“那我找嫂子去了。”贺凝羽阳光般地一笑,转身跑开了。
贺泰哲默然看着贺凝羽离开,尽管他面色看似平静,可心思却在为泰福的事情所焦急。他快步往贺府大门走去,现下也只好积极筹款,尽快将欠款补上。

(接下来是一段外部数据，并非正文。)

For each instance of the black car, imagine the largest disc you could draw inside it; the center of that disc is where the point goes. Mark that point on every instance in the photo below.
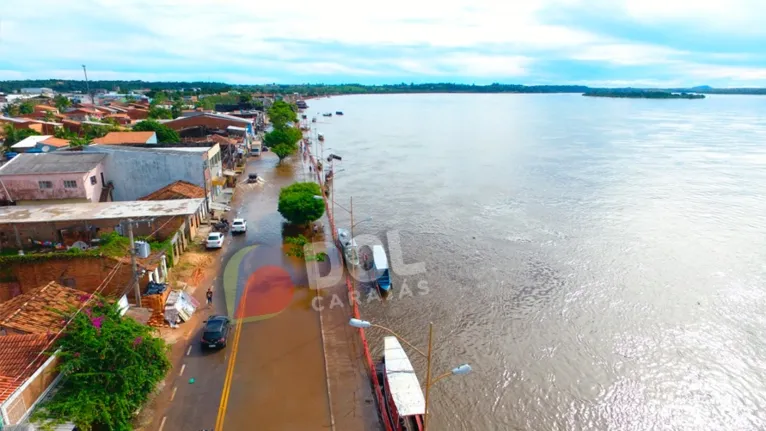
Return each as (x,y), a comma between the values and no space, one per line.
(216,332)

贺凝羽跑到后院,直奔秦若岚住处,门关着,贺凝羽轻敲了几下便推门而入。此时已是暮春,一袖花红、芳香四溢,阳光和煦而温暖。贺凝羽因为奔跑而微喘,脸蛋也微微泛起一层红晕,好似映照了桃瓣上的彩霞。
“嫂子。”
贺凝羽一跑进院子里的时候,秦若岚便已知道。她一直等着贺泰哲回来,刻意微敞开些门窗,以便倾听着院子里的动静,自然将急促的脚步声听得深切。偌大贺家,也只有贺凝羽这丫头如此活泼。凝神间,贺凝羽已跑进了门内。见贺凝羽跑得有些微喘,秦若岚连忙招呼她赶紧坐下。
“今日怎么这般早就自学堂回来了?”秦若岚为贺凝羽倒了一杯温着的茶水,递给她轻问道。
贺凝羽接过茶盏,不管不顾地连饮了几口,顺了顺气,才解释道:“本以为你会和我哥去店里,却不承想也是提早回了家,方才看到我哥从爹的书房出来,知道你们恩爱,这些日子皆是形影不离,嫂子你也必定在家中,我就赶紧过来了。”
“爹的身体怎么样了?”秦若岚本担心贺峰的身体,可又想着贺泰哲肯定会跟贺峰交代今天泰福发生的事情,她在一旁定会诸多不便,于是才在房中等消息。但若说不担心,那是骗人的。
“我哥说爹已经睡了,看起来已无大碍,我哥他有事情又着急走了。”说着,贺凝羽拿了一块放在桌上的点心,大口吃了起来。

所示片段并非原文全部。